I’ve written some in the past about the remarkable find of the steamer Philadelphia. (And note, this is not the gunboat USS Philadelphia which plied the waters around Charleston during the war.) Some time after the Civil War the steamer left Charleston with a load of scrap metal, including several heavy artillery pieces of Confederate vintage. The Philadelphia never made it out of South Carolina waters and sank off the coast. Recently Rufus Perdue discovered the wreck and began recovery of some 25 cannons (!).
I mentioned a Bellonia 10-inch columbiad donated to the South Carolina Military Museum in that earlier post. Recently another of the cannons, this one a Tredegar columbiad of the same caliber, showed up in the news. Earlier this month, WMBF News of Myrtle Beach, South Carolina ran a story about cannons found in recent years, featuring both the Philadelphia cannons and relics from the CSS Pee Dee. Regarding the columbiads, the article notes:
Mr. Rufus Perdue was fishing for grouper off the coast of McClennanville when he discovered the sunken USS Philadelphia. The ship sank under the weight of cannons decommissioned from Charleston after the Civil War, being transported north.
“This is one of about 25 cannons,” Perdue said. “They were shipped out of Charleston at the end of Reconstruction.”
Mr.
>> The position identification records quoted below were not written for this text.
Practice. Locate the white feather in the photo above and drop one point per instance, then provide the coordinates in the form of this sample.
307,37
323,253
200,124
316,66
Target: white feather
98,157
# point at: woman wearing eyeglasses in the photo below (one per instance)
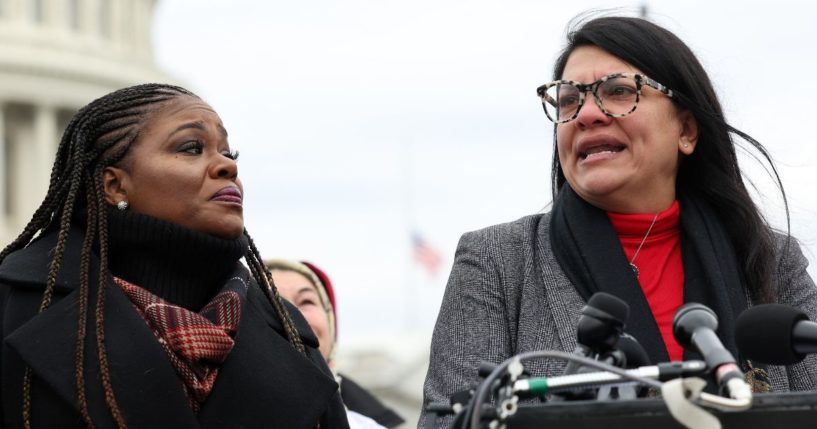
(648, 205)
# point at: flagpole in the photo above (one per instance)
(409, 218)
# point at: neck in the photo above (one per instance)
(180, 265)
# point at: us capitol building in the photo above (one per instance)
(55, 57)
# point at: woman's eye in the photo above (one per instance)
(192, 147)
(232, 154)
(306, 303)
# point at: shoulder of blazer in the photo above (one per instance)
(524, 229)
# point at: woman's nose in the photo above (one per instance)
(591, 114)
(225, 167)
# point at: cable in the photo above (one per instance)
(484, 387)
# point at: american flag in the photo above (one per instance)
(426, 255)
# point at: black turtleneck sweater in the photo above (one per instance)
(182, 266)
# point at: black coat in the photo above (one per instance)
(264, 382)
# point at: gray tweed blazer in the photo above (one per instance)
(507, 295)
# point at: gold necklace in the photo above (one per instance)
(643, 240)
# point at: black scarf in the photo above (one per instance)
(589, 252)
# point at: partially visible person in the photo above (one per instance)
(124, 303)
(310, 289)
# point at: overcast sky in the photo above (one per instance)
(361, 121)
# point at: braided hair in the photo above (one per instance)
(101, 135)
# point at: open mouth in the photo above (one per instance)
(228, 194)
(601, 150)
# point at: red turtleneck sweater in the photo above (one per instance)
(661, 271)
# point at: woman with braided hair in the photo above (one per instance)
(124, 303)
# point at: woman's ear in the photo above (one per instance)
(689, 133)
(114, 183)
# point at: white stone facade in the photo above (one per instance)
(55, 57)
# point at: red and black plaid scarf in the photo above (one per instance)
(196, 343)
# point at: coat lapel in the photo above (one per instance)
(265, 379)
(562, 299)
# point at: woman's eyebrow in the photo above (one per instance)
(199, 125)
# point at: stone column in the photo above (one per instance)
(45, 147)
(4, 179)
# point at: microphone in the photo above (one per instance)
(599, 328)
(538, 386)
(694, 327)
(775, 334)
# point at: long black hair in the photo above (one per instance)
(711, 172)
(101, 134)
Perdue unearthed those cannons, which he now proudly displays outside his Murrells Inlet home.
I can’t embed the video from the article here, but please give it a look. I mean really take a look at around the 1:34 mark:
The four digit number on the muzzle stands out in white. Is that 1676? 1678? 1873? Any of those numbers match the Tredegar Gun Book entries for 10-inch columbiads. The first two are of interest to the discussion of Charleston’s defenses in March 1863.
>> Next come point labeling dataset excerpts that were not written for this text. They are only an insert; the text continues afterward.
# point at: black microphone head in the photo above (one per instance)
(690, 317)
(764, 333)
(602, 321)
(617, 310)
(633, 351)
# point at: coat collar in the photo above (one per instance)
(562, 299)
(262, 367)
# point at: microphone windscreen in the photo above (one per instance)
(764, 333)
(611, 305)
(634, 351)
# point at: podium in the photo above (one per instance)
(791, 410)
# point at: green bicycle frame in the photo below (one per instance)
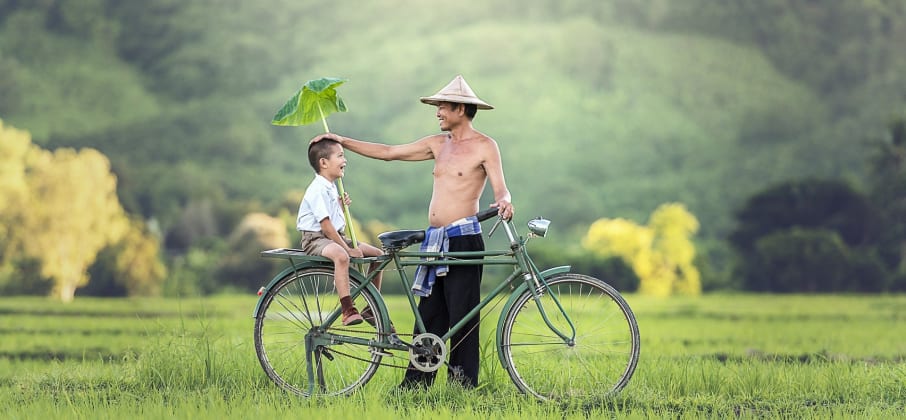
(524, 269)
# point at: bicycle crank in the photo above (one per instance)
(428, 352)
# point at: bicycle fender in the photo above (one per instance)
(299, 267)
(550, 272)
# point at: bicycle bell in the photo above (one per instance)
(538, 226)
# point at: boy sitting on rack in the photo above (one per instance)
(321, 223)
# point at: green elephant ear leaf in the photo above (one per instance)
(316, 100)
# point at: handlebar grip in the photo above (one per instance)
(487, 214)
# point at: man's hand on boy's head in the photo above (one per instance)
(323, 136)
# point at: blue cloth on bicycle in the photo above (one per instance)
(437, 240)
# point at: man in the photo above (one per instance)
(464, 160)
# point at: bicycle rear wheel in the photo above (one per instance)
(296, 305)
(597, 364)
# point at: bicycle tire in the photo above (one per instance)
(295, 305)
(598, 364)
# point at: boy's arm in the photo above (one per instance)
(329, 231)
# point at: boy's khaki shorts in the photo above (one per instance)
(313, 243)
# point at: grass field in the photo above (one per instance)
(748, 356)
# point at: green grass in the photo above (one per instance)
(749, 356)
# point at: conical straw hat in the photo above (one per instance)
(457, 91)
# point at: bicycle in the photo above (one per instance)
(560, 335)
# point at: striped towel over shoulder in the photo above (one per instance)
(437, 240)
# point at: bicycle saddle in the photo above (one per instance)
(399, 239)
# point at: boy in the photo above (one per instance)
(321, 222)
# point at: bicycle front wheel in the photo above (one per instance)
(596, 363)
(294, 307)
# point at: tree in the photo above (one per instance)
(130, 267)
(64, 214)
(810, 235)
(661, 254)
(14, 145)
(889, 193)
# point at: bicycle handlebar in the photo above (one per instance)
(487, 214)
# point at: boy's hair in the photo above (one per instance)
(318, 150)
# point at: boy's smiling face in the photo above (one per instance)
(334, 166)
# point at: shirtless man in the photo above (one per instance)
(464, 160)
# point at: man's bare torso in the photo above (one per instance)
(459, 177)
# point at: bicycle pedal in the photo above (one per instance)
(380, 352)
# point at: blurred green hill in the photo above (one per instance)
(602, 108)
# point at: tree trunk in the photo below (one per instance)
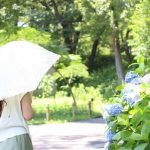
(75, 43)
(93, 54)
(116, 49)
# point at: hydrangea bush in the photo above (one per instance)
(128, 119)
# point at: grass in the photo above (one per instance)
(61, 111)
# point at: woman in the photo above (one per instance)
(14, 112)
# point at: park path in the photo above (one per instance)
(81, 135)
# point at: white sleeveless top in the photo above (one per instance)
(12, 122)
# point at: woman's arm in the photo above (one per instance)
(26, 105)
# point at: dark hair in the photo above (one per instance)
(1, 106)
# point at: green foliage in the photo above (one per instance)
(61, 110)
(131, 126)
(70, 71)
(140, 26)
(46, 88)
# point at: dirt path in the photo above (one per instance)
(83, 135)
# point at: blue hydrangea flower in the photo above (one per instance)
(113, 109)
(130, 77)
(131, 98)
(110, 135)
(106, 146)
(146, 78)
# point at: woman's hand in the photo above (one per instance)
(26, 106)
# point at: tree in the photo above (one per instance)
(59, 18)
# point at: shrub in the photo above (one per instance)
(128, 118)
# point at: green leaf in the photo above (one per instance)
(136, 137)
(141, 146)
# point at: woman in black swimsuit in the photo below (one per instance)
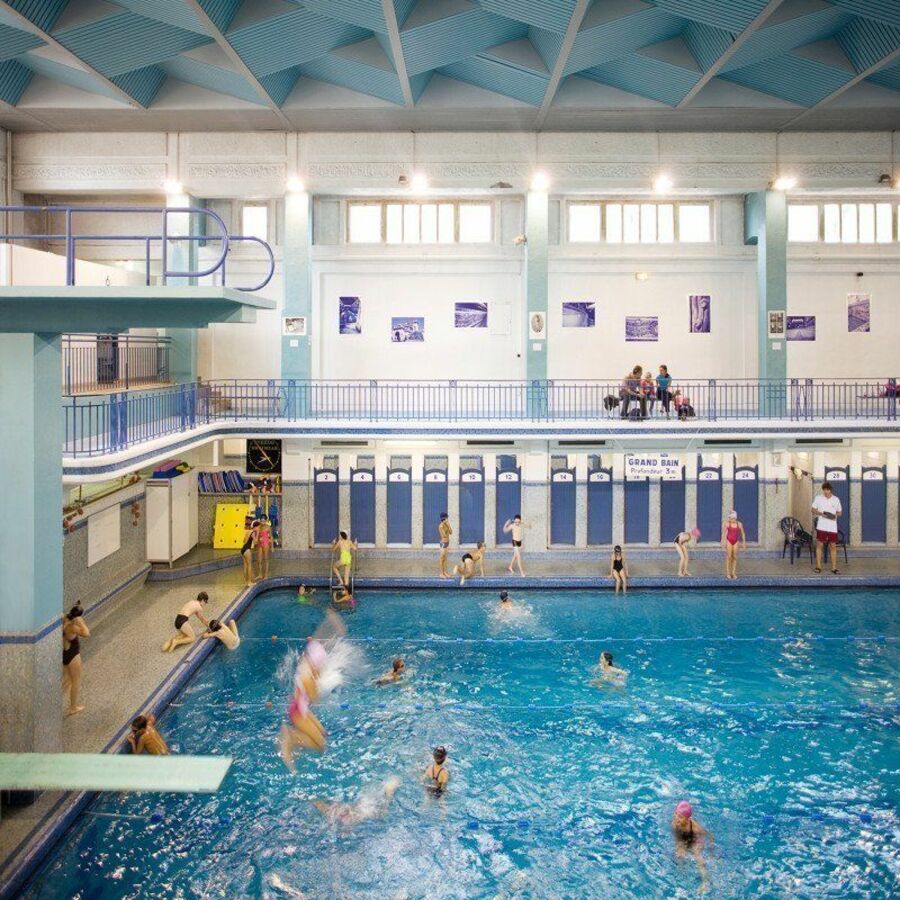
(618, 571)
(74, 628)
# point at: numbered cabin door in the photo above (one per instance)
(434, 502)
(709, 503)
(873, 501)
(672, 508)
(746, 500)
(399, 503)
(325, 505)
(471, 506)
(362, 505)
(600, 507)
(562, 506)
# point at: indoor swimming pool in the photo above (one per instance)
(775, 713)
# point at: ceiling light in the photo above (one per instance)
(662, 184)
(784, 183)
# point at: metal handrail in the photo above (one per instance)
(70, 238)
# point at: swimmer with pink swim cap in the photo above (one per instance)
(682, 540)
(690, 837)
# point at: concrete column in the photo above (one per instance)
(765, 225)
(537, 211)
(182, 257)
(296, 361)
(31, 576)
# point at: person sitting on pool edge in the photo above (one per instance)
(466, 569)
(227, 634)
(394, 674)
(437, 774)
(690, 837)
(144, 737)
Foundry numbers 1676 and 1678 appear on a receipt list from November 1862. According to the receipt, number 1676 was sent to Cumberland Gap (yes, up in the mountains).
I’ll have to research a bit to determine if the gun ever got there, and if not where it was redirected.
But number 1678, paired with 1681, were bound for Charleston.
Keep in mind this table from the Charleston board, which shows three 10-inch columbiads delivered to the First Military District in November of that year.
The J.R. Anderson receipt accounts for all three of the November columbiads – number 1672 delivered by the foundry on November 5 along with the two mentioned above. The receipt also accounts for 10-inch columbiad number 1687 delivered at Richmond in the last days of the month, the forwarded to Charleston in December.
But… if the number is 1873, then it was cast in July 1863 and was a later arrival at Charleston. Either way, the recovered columbiad was likely a participant in the long siege of Charleston.